Note that the functional equation is not needed since the solution is determined by the PDE plus the initial condition.

However, at least in version 7, NDSolve does not seem to solve first-order PDEs in three independent variables.

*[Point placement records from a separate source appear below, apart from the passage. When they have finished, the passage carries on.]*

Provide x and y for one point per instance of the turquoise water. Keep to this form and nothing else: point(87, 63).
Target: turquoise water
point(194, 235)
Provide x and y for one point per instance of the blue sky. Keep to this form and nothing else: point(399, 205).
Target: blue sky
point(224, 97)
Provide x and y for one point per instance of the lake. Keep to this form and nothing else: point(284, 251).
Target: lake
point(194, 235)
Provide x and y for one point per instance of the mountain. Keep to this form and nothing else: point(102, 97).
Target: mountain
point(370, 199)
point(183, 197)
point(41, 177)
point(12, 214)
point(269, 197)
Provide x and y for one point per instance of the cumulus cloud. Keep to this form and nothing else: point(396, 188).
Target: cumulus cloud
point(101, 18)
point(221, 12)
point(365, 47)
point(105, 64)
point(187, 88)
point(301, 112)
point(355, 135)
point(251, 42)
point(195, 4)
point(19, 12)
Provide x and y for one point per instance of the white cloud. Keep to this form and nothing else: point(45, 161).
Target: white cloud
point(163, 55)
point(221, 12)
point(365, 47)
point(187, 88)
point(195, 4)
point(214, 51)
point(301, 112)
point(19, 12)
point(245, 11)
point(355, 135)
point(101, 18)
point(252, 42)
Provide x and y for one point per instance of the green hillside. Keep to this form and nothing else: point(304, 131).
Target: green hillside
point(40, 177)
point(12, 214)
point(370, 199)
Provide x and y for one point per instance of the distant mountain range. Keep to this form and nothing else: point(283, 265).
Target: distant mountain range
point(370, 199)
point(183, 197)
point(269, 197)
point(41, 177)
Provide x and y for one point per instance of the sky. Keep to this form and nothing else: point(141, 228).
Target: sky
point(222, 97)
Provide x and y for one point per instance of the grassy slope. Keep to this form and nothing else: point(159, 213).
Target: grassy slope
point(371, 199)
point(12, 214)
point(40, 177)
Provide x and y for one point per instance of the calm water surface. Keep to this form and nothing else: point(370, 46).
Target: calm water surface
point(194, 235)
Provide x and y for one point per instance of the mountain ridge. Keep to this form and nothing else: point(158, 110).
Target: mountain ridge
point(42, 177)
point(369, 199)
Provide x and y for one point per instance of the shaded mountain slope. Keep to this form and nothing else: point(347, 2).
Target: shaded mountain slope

Even the "trivial" problem

DSolve[{D[u[t, x, y], t] + D[u[t, x, y], x] == 0,
u[0, x, y] == 0}, u, {t, x, y}]

does not get solved, although if you remove all the appearances of ",y" it is solved.

Can someone with version 8 check if there have been any improvements in that version?

Steve

On Sunday, January 9, 2011 9:17:44 AM UTC+2, Dave wrote:
> Hi everybody,
>
> I'm trying to have Mathematica 7 solve a simple partial differential equation
> with an initial condition and a function composition condition.
> So my input is:
>
> In[1]:= T[f_] := D[f, t]
>
> In[2]:= X[f_] := -y*D[f, x] + x*D[f, y]
>
> In[3]:= DSolve[{ T[f[t, x, y]] == X[f[t, x, y]],
>   f[0, x, y] == {x, y},
>   f[t, f[s, x, y][[1]], f[s, x, y][[2]]] == f[t + s, x, y]},
> f[t, x, y],
> {t, x, y}]
>
> However Mathematica returns with:
>
> DSolve::conarg:The arguments should be ordered consistently
> Out[3]= DSolve[{Derivative[1, 0, 0][f][t, x, y] ==
>    x*Derivative[0, 0, 1][f][t, x, y] -
>     y*Derivative[0, 1, 0][f][t, x, y], f[0, x, y] == {x, y},
>   f[t, s, x] == f[s + t, x, y]}, f[t, x, y], {t, x, y}]
>
> Now I know what the function f[t,x,y]  is and I can verify that
> it satisfies my conditions:
>
> In[4]:= f[t_, x_, y_] = {x *Cos[t] - y* Sin[t], x* Sin[t] + y* Cos[t]}
>
> In[5]:= { T[f[t, x, y]] == X[f[t, x, y]], f[0, x, y] == {x, y},
>   f[t, f[s, x, y][[1]], f[s, x, y][[2]]] ==
>    f[t + s, x, y]} // Simplify
>
> Out[5]= {True, True, True}
>
> The question is -- how can I have Mathematica solve this problem.
>
> Thanks,